Epimetheus weist noch eine andere Besonderheit auf: Er umkreist Saturn in
praktisch dem gleichen Orbit wie Janus; daher wurde die Existenz dieses Mondes
auch erst rund 14 Jahre nach seiner Entdeckung durch die Bilder der Raumsonde
Voyager 1 bestätigt. Im Dezember 1966 fanden nämlich die Astronomen Audouin
Dollfus und Richard L. Walker die Monde. Vermutlich fand Dollfus Janus und
Walker Epimetheus. Da man aber damals nicht wusste, dass es sich um zwei Monde
handelte, stellte es sich als schwierig - wenn nicht sogar unmöglich - heraus,
die Umlaufbahn des Mondes zu bestimmen. Erst 1978 konnten zwei Astronomen der
Universität von Arizona zeigen, dass sich die Daten gut erklären lassen, wenn
man annimmt, dass es sich um zwei Monde handelt.
Die Radien der Umlaufbahnen von Epimetheus und Janus unterscheiden sich
allerdings um rund 50 Kilometer, wodurch es zu einem interessanten Phänomen
kommt: Durch den geringen Unterschied der Orbit-Radien umkreist einer der Monde
den Saturn etwas schneller und holt dadurch den voraus laufenden Mond langsam
ein.

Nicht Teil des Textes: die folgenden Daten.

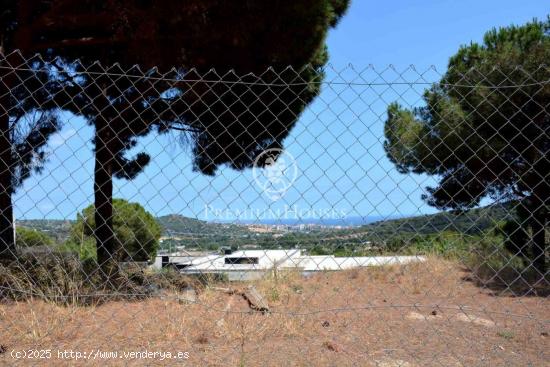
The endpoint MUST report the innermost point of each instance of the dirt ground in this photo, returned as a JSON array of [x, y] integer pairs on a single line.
[[426, 314]]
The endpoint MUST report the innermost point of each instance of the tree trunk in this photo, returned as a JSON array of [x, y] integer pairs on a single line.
[[7, 239], [103, 197], [539, 242]]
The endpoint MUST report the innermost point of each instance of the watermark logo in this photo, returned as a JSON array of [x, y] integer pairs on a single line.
[[277, 174]]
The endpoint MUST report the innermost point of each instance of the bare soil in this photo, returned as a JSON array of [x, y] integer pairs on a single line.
[[427, 314]]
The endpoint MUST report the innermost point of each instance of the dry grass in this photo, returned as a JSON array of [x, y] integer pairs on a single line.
[[356, 317]]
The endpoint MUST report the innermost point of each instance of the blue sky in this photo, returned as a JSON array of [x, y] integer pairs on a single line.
[[337, 143]]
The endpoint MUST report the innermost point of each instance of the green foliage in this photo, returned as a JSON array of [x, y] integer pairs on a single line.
[[27, 237], [135, 230], [485, 131], [468, 132]]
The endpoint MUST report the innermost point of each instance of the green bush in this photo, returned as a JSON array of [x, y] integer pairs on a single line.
[[136, 231], [26, 237]]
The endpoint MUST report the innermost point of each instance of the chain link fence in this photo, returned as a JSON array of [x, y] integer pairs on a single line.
[[336, 216]]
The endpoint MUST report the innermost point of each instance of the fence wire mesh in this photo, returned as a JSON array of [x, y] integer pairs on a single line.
[[336, 216]]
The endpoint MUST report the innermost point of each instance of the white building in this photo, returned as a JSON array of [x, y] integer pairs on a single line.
[[254, 264]]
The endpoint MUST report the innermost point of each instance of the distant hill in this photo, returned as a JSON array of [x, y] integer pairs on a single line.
[[175, 224], [58, 229]]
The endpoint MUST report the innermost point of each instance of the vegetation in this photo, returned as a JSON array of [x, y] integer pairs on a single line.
[[195, 36], [136, 232], [485, 140]]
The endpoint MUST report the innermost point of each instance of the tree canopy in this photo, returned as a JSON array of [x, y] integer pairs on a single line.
[[268, 58], [136, 232], [484, 130]]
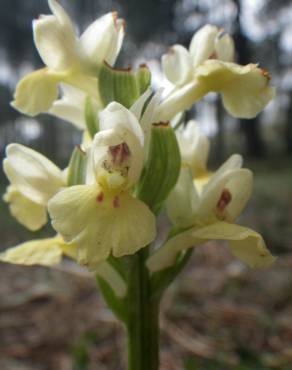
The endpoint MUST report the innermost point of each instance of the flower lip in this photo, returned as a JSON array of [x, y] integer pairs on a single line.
[[225, 199]]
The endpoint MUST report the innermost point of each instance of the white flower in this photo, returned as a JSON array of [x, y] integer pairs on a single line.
[[211, 214], [67, 58], [34, 180], [208, 66], [194, 148]]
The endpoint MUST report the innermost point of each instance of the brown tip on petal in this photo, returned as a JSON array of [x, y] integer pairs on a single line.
[[224, 200], [80, 149], [161, 124], [143, 65], [266, 74], [116, 202], [100, 197]]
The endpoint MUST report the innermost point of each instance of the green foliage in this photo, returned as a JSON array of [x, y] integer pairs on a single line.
[[91, 118], [122, 85], [117, 305], [77, 167], [80, 351], [161, 169]]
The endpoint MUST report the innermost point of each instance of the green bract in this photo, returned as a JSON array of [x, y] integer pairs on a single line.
[[162, 167], [122, 86], [77, 167]]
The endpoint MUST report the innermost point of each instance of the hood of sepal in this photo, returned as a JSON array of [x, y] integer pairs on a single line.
[[122, 86], [77, 167], [162, 167]]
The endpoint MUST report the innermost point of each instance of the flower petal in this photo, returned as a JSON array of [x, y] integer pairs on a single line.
[[36, 92], [245, 244], [30, 214], [102, 40], [55, 39], [32, 174], [131, 162], [177, 65], [226, 198], [100, 224], [203, 44], [44, 252], [224, 48], [181, 99], [194, 148], [245, 89]]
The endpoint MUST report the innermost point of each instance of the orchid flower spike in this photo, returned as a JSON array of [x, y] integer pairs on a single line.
[[208, 66], [68, 59], [102, 217]]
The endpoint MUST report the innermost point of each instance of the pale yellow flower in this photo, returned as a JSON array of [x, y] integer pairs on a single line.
[[208, 67], [102, 217], [67, 58], [211, 215], [34, 180]]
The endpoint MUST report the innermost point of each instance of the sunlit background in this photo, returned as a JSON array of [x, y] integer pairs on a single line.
[[231, 318]]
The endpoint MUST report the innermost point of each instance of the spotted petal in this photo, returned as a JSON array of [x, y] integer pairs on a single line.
[[100, 224], [245, 89], [244, 243]]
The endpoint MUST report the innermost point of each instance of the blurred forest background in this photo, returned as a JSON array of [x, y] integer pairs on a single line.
[[232, 318]]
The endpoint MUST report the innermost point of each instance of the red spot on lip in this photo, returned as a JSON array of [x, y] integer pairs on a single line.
[[224, 200], [100, 197], [116, 202], [265, 73], [120, 153]]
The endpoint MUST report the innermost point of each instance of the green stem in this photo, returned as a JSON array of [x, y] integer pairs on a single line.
[[143, 317]]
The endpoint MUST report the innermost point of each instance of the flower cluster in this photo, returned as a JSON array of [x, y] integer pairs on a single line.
[[131, 164]]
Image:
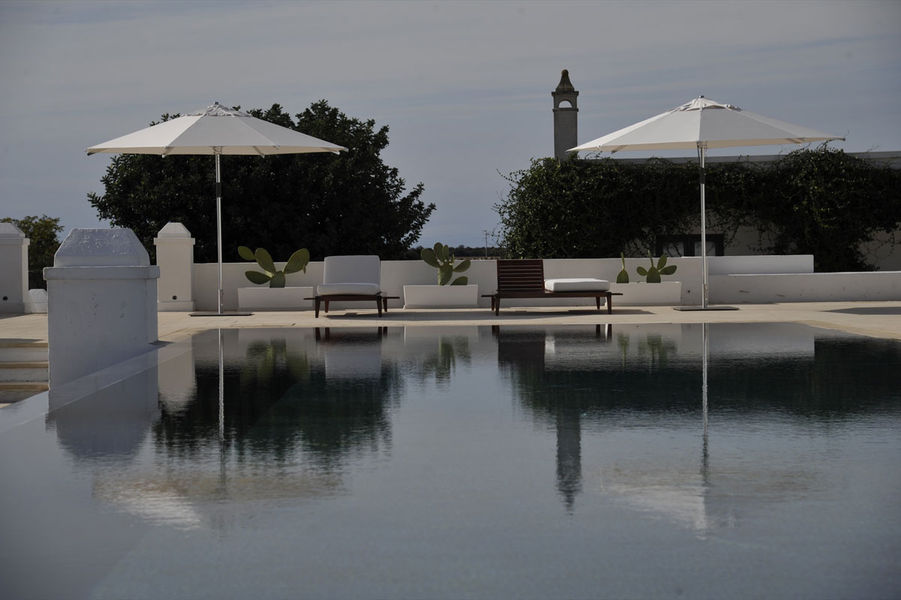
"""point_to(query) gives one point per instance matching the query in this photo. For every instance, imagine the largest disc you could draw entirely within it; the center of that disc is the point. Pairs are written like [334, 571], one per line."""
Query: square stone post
[13, 269]
[175, 258]
[102, 302]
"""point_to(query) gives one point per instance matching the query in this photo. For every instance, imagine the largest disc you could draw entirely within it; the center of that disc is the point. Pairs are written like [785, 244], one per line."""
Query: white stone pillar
[102, 302]
[13, 269]
[175, 258]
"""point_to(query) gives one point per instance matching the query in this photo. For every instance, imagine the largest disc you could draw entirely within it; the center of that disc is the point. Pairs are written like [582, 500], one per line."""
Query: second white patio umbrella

Wenn sich der schnellere Mond dem langsameren Mond ausreichend genähert
hat, kann er diesen nicht überholen, weil die Durchmesser der Monde größer sind
als der Abstand zwischen ihnen! Daher gibt der schnellere Mond dem langsameren
einen Teil seines Bahnimpulses ab; der langsamere Mond wird nun der schnellere.
Die Monde tauschen ihre Bahnen. So gelingt es den Monden nie einander zu
überholen.
Wie diese Bahnen zustande gekommen sind, ist gegenwärtig ungeklärt, aber es
scheint möglich, dass die Monde einmal einen einzigen Mond bildeten, der durch
eine Kollision zerbrach. Für eine solche Entwicklung spricht auch die geringe
Dichte des Mondes (die von Janus ist kaum größer, als die von Epimetheus), die
der eines Trümmerhaufens aus Eis- und Gesteinsbruchstücken entspricht. Mehr
werden wir vielleicht im Dezember 2007 erfahren, wenn sich Cassini
Epimetheus bis auf 6.000 Kilometer Entfernung nähern wird, um ihm - hoffentlich
- weitere Geheimnisse zu entlocken.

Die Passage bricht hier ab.